First breast cancer on-line test launched

PinkLink, a breast cancer advocacy organisation, has launched an on-line assessment test aimed at helping women to detect the risk of breast cancer early.

PinkLink, a breast cancer advocacy organisation, has launched an on-line assessment test aimed at helping women to detect the risk of breast cancer early.

Breast cancer survivor and founder of PinkLink, Samantha Galliet, pictured, said the Breast Risk Assessment Tool (Bra Tool) is the first of its kind in South Africa to quickly estimate a woman's potential risk levels of breast cancer.

The test, which was funded by Canderel, involves six questions, which take a few minutes to complete and the results are calculated in seconds.
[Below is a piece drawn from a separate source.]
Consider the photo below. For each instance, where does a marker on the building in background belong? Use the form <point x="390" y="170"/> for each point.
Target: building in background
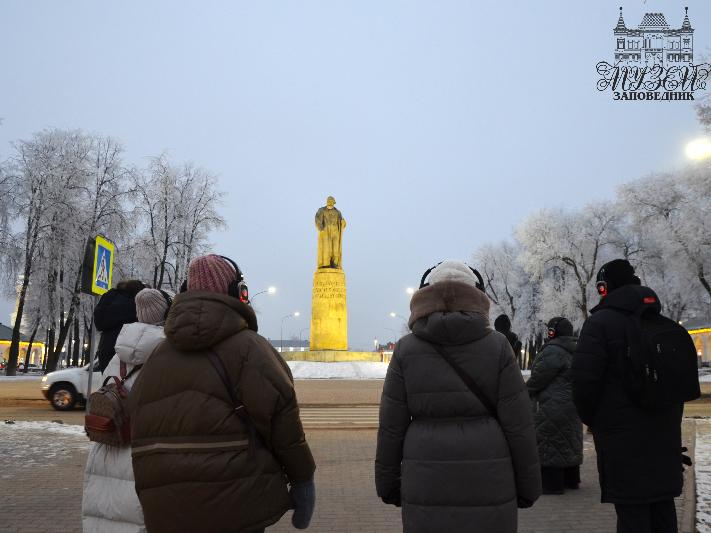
<point x="5" y="340"/>
<point x="700" y="331"/>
The questions are based on the most important risk factors for breast cancer.

"The test will help women to gain a good understanding of the level of risk for breast cancer compared to another woman of the same age group," Galliet said.

"It is important to remember that the results of this calculator are not a guarantee of risk levels and that all women are at risk of developing breast cancer, no matter their risk category.

"The test will not tell you if you have breast cancer, but it will tell you if you are at risk of developing it. The only way you can be sure you have breast cancer is by visiting a doctor, who is experienced in diagnosing breast cancer.

"When I was diagnosed with breast cancer I often asked myself why and what were the risk factors involved. Breast cancer is one of the most curable cancers if detected early," she said.

"Most women are unaware of the risk factors for breast cancer and we hope to change that. By taking the test I hope that women will be more responsible for their own breast health and will be able to detect changes in their breast early and save their lives.

"According to the Breast Cancer Foundation, when the disease is detected early, the five-year survival rate is 96percent.

"As a survivor of breast cancer I want to raise more awareness around the disease and encourage women to regularly self-examine themselves and to receive regular testing," said Galliet.